I suppose I am taking a risk in mentioning the subject of APS. It will raise some eyebrows. Yet, from the day I joined APA, people have asked me what I think about APS. The question is never asked in a very public way. It tends to be asked in a lowered voice, or in hushed hallway conversation. But people are interested - they want to know how things are going between APA and APS. Does one still foster animosity toward the other? Do we get along? Do we compete? Do the activities of one somehow threaten the other?
I decided to greet the APS news by moving this conversation in a more open direction. Let me start by expressing my own attitude: I like APS. I am a member (even a fellow) of APS. I serve on the editorial board of one of its journals (Psychological Science in the Public Interest). I value APS' contributions in the areas of advocacy and publishing. I greatly admire Alan Kraut - the long-time executive director of APS. And I think the new name is a good one - it better fits the character and mission of the association.
From name to identity
The APS homepage proclaims that "APS changes its name but not its identity." APS President Michael Gazzaniga said in an accompanying APS Observer article, "the American Psychological Society was formed to develop a sustained message about the importance of science in people's daily lives and to emphasize the role of basic science research in the study of behavior.

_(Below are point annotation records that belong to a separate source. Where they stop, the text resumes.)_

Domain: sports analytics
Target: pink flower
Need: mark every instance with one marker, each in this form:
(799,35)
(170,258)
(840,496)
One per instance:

As the Association for Psychological Science, that mission becomes clearer."
Indeed, the focus on science really does define the identity of APS. Its journals focus on science, and its annual meeting focuses on science. Yet APS is also defined by contrast, by the omnipresent comparison with APA. In the same APS Observer article, APS treasurer Roberta Klatzky points out that APS "grew out of disenchantment with the fate of science within another organization." And APS member Carol Tavris, who is credited with first suggesting the change in name, explains that the rationale is partly to "distinguish ourselves from the APA."
In many ways, the change in name reflects the maturing of APS. This year marks its 18th year, and as an adolescent approaching adulthood, APS is growing more certain and confident in its own identity. Yet, I worry about a professional scientific association that continues to derive a large part of its identity through contrast with another. Perhaps the scars will always be there, but I hope that the new name signals the beginning of an era in which APS derives its identity from its own unique talents and accomplishments, and not from its comparison with APA.

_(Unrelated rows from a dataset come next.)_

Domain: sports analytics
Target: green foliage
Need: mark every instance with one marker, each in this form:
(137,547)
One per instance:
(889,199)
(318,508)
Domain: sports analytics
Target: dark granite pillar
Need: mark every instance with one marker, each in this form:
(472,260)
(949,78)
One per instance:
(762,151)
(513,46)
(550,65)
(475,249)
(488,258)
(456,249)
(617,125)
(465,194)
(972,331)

Let a thousand flowers bloom
Even together, APA and APS do not define the totality of societies and associations that serve and promote scientific psychology. Dozens (perhaps hundreds) of other organizations represent numerous aspects of our science. Some publish journals, some engage in advocacy and lobbying, and all of them provide a voice for psychology. In this sense, a thousand flowers bloom - and it is a glorious thing. All are able to thrive, and even join together in forming a beautiful bouquet.
APA treasures its association with other organizations. We support the Consortium of Social Science Associations (COSSA) and the Federation of Behavioral, Psychological, and Cognitive Sciences. The garden in which these flowers grow is one marked by mutual respect, collaboration, and cooperation. We celebrate our accomplishments together, and we fight our battles together.
By defining its identity through contrast, I worry that the APS flower is not a part of this garden. The same January, 2006 Observer article highlights an often-repeated set of APS accomplishments:
"APS was the acknowledged force behind the NSF separate directorate for behavioral and social science in 1991.
[APS] protected psychological review in the move of NIMH to NIH in 1992.
[APS] crafted the mission of the Office of Behavioral and Social Science Research at NIH in 1993."
It is true that APS was instrumental in making all of these things happen. But APS was not the only one. Other societies, associations, consortia, and federations played a similarly instrumental role. It is the only way in which these outcomes are truly achieved.
I hope that with its new name, APS is able to achieve greater comfort with its own identity, and as a result enjoy all the benefits of joining the many other flowers that also bloom in celebration of psychological science.